A tre anni di distanza dallo scoppio della pandemia di Covid, che tra febbraio e aprile 2020 ha straziato la Bergamasca con oltre 6 mila morti in più rispetto alla media dell’anno precedente, è stata chiusa l’inchiesta per epidemia colposa. Tra i 19 indagati anche l’ex premier Giuseppe Conte, Roberto Speranza, ex ministro della salute, Attilio Fontana, governatore della Lombardia, e Giulio Gallera, all’epoca assessore della sanità della Regione Lombardia.
“Anticipo subito la mia massima disponibilità e collaborazione con la magistratura – ha commentato Giuseppe Conte, ed presidente del Consiglio ora a capo del M5 -. Sono tranquillo di fronte al paese e ai cittadini italiani per aver operato con il massimo impegno e con pieno senso di responsabilità durante uno dei momenti più duri vissuti dalla nostra Repubblica”.
“Ho sempre pensato che chiunque abbia avuto responsabilità nella gestione della pandemia debba essere pronto a renderne conto – ha detto Roberto Speranza, ex ministro della salute -. Sono molto sereno e sicuro di aver sempre agito con disciplina e nell’esclusivo interesse del Paese”.
Tra i destinatari dei 17 avvisi di conclusione delle indagini, che saranno notificati giovedì, e nei quali sono contestati a vario titolo i reati di epidemia colposa aggravata, omicidio colposo plurimo, rifiuto di atti di ufficio e anche falso, ci sono anche il presidente dell’Istituto superiore di Sanità Silvio Brusaferro, il presidente del Consiglio superiore di Sanità Franco Locatelli, il coordinatore dell’allora Comitato Scientifico Agostino Miozzo, l’ex capo della protezione civile Angelo Borrelli e tra i tecnici del ministero della salute l’ex dirigente Francesco Maraglino.
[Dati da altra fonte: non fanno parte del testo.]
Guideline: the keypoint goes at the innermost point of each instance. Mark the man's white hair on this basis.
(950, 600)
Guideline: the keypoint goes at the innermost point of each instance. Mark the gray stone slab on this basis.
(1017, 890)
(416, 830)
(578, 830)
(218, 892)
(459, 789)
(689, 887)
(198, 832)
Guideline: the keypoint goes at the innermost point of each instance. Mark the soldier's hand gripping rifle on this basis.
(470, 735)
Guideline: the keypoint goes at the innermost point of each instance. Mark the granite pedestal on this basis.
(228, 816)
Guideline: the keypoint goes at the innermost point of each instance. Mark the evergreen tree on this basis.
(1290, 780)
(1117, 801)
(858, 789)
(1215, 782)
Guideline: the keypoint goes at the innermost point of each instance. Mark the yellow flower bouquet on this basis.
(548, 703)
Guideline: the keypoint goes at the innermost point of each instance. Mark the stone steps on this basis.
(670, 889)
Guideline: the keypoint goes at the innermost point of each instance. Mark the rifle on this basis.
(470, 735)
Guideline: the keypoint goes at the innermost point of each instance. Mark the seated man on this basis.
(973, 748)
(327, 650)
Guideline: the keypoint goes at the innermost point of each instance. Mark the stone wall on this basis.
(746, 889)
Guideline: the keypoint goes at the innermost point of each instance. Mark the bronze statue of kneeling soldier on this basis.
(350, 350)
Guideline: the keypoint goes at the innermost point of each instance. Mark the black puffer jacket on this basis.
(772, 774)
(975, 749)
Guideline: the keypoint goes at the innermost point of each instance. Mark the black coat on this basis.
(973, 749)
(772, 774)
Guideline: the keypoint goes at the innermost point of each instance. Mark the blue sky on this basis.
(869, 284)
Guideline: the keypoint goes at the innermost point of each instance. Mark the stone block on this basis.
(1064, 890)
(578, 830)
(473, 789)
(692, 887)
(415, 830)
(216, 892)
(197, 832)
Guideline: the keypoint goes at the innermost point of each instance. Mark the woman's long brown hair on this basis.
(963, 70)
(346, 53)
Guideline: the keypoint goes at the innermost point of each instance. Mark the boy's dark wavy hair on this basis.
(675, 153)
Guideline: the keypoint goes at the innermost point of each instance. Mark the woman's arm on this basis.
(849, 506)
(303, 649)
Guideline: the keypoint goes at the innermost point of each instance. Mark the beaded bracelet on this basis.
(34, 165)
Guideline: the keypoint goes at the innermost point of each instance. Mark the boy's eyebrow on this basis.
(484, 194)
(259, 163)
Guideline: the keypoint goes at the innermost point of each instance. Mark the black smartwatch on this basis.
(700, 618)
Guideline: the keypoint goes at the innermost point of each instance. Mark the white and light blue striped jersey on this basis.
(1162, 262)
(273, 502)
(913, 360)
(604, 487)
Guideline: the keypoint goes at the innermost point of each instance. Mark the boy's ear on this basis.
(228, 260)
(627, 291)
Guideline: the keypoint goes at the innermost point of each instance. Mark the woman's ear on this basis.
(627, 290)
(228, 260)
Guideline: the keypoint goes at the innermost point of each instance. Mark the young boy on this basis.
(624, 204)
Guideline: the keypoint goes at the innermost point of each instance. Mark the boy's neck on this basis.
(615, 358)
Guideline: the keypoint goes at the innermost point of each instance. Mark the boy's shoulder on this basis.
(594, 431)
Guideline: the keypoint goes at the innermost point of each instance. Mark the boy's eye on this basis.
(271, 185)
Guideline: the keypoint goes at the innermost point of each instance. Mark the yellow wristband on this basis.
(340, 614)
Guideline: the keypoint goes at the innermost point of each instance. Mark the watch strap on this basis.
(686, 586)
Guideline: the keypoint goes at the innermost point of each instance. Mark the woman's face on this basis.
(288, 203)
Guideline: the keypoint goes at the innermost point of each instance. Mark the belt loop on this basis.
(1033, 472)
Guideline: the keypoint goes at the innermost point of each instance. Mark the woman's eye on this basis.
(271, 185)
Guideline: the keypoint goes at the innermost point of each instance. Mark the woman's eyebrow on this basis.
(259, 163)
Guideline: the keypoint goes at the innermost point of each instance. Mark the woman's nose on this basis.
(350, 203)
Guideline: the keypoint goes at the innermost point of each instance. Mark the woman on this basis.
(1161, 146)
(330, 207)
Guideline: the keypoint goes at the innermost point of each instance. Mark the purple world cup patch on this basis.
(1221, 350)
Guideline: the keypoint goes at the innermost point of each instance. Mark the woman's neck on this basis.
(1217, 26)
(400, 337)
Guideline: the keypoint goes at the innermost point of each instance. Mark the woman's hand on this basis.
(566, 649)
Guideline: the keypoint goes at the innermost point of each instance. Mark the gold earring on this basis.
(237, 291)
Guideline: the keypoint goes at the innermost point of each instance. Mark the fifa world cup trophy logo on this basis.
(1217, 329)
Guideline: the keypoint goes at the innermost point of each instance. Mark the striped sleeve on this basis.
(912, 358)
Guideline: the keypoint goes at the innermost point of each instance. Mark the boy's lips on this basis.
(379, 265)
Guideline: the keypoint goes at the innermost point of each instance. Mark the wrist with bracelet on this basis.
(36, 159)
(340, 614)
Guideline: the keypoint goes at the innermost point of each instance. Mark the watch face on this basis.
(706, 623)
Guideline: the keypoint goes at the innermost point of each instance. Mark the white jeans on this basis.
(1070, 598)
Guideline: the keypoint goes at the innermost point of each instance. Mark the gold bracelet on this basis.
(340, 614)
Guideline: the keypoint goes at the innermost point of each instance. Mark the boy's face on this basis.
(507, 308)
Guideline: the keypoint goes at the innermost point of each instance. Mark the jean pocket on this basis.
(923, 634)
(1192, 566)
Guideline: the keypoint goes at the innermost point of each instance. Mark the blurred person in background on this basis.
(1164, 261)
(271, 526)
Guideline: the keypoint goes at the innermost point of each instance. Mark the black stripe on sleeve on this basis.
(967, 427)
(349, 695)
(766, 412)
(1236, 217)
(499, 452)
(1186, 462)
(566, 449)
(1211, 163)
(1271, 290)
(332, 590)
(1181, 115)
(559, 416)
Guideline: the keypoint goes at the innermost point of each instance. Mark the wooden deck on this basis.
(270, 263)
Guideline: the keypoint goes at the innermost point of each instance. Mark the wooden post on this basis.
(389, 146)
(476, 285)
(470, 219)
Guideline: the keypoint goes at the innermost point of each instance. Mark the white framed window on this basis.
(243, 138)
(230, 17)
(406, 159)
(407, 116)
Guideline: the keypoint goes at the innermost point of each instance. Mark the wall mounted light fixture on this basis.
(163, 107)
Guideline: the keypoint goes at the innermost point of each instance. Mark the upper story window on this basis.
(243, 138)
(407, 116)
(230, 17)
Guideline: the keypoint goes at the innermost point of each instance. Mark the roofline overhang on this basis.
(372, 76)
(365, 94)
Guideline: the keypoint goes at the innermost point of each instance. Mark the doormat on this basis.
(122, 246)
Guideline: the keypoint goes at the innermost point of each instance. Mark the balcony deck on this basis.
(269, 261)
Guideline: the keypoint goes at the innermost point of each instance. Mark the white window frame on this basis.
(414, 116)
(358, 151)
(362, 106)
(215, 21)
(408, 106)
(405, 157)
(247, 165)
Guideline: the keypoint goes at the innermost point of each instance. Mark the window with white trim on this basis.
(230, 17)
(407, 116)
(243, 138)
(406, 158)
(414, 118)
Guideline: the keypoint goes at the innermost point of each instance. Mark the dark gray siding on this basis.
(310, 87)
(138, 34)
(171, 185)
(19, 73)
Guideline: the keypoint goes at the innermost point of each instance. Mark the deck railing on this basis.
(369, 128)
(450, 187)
Riguardo invece a Conte e Speranza gli atti dovranno essere trasmessi al Tribunale dei Ministri.
L’inchiesta ha consentito di ricostruire i fatti a partire dal 5 gennaio 2020, quando l’Oms aveva lanciato l’allarme globale a tutti i paesi. Nel mirino degli inquirenti e degli investigatori della Guardia di Finanza non solo i morti nelle Rsa della Val Seriana e il caso dell’ospedale di Alzano, chiuso e riaperto nel giro di poche ore, ma soprattutto la mancata istituzione di una zona rossa uguale a quella disposta nel Lodigiano e i mancati aggiornamento del piano pandemico, fermo al 2006, e l’applicazione di quello esistente anche se datato e che comunque, stando agli elementi raccolti, avrebbe potuto contenere la trasmissione del Covid.